A Telescopic View of Hope
Terry H. Schwadron
July 14, 2022
The astonishment of seeing further and farther into our universe wealth through the start of incoming images from the James Webb space telescope is doing more than showing off scientific research as it is happening.
The display of space images speak of possibilities of life itself, of our essential human curiosity, of our human humbleness — all qualities that clash so discordantly with the everyday politics and conflict that are marking our times.
This is a distinctly alternative, optimistic view that we are getting from the years of detailed engineering, cosmological, communications and space technologies. In a way, it is a triumphant reminder that Science can not only teach us — in this case about billions of years of our planetary development — but can inspire. In a single image probably the size of a grain of universal sand, we see stars and galaxies in motion and the breadth of nature itself.
Anyone hungry for good news need go no further than what this launch and reliance of an advanced space telescope can do to unite worldwide concerns about who we are and how we got here.

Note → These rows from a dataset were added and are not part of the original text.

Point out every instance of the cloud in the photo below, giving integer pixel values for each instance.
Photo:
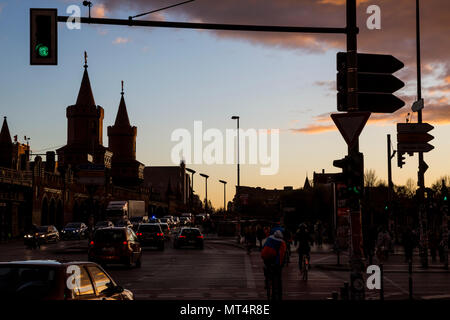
(121, 40)
(99, 11)
(397, 36)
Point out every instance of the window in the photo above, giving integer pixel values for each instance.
(82, 287)
(100, 279)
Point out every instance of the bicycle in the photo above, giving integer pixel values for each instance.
(272, 287)
(305, 267)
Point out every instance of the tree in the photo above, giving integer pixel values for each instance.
(370, 178)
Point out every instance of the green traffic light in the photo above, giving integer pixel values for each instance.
(42, 50)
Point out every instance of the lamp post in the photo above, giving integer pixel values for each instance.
(224, 196)
(191, 202)
(237, 118)
(206, 191)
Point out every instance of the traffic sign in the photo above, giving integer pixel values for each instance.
(417, 105)
(350, 125)
(414, 147)
(413, 127)
(380, 63)
(375, 83)
(414, 137)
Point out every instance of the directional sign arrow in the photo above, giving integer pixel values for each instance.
(378, 63)
(414, 147)
(414, 137)
(414, 127)
(350, 125)
(372, 82)
(382, 103)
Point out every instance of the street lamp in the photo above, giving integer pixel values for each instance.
(237, 118)
(206, 191)
(192, 187)
(224, 196)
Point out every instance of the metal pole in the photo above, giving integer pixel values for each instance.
(239, 174)
(356, 255)
(390, 184)
(421, 172)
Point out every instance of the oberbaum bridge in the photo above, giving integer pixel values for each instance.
(85, 178)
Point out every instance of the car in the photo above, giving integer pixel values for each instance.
(176, 221)
(74, 230)
(185, 221)
(151, 234)
(103, 224)
(138, 220)
(188, 237)
(168, 221)
(46, 234)
(115, 245)
(166, 230)
(50, 279)
(124, 223)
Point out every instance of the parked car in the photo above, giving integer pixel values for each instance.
(74, 230)
(151, 234)
(46, 234)
(166, 230)
(48, 280)
(185, 221)
(188, 237)
(138, 220)
(124, 223)
(103, 224)
(115, 245)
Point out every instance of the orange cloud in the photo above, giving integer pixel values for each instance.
(99, 11)
(120, 40)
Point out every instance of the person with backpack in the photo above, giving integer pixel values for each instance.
(272, 254)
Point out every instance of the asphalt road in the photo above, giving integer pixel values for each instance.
(224, 271)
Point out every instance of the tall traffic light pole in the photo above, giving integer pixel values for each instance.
(356, 254)
(422, 165)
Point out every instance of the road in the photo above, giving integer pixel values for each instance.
(224, 271)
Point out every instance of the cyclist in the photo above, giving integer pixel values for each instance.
(272, 254)
(302, 240)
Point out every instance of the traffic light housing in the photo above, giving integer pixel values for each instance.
(400, 159)
(43, 37)
(376, 84)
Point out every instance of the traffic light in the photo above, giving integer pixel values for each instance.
(356, 175)
(43, 37)
(414, 137)
(376, 84)
(400, 159)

The reveal of selected space images taking more than 4.5 billion years to arrive in a form we can receive is an open invitation to spend time, money and effort to learn, rather than to repeat the relative flat-earth understandings about planetary science that we prefer to repeat.

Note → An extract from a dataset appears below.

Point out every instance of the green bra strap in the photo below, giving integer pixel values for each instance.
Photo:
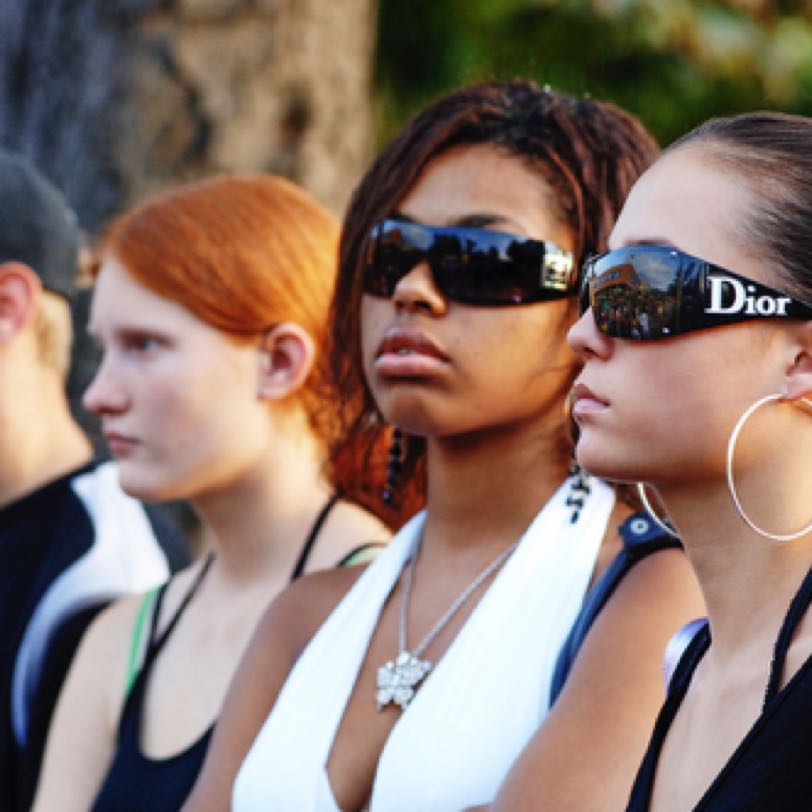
(144, 611)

Think of what that might mean if we would only look at science for information about public health, climate change and living in an environment that we continue to trash.
The specific images selected for display on Tuesday showed a star-filled “deep-field” image of just how far back the telescope can see, a color-enhanced view of the death of a star, an image of a spreading nebula, one capturing five fully developing galaxies, and information that allows us to understand more about the black holes that are outside the star fields.
In introducing the displays, President Joe Biden noted that “We can see possibilities no one has ever seen before. We can go places no one has ever gone before.”
Indeed, more than what has been learned from examining select, enhanced images, the message was that with the right tool and an open mind, Science is reminding us to re-learn what we think we know.
It is worth listening to those with better scientific understanding to determine the kind of astronomical knowledge is being opened, but the lessons to the rest of we earth-bound civilians is that there is hope in possibility — possibility of finding life on other planets, of the birth and death of stars and whole galaxies, of the very wonders of nature.
The quality of the detail absolutely invites questions about what we are seeing and how it changes what we thought had been true.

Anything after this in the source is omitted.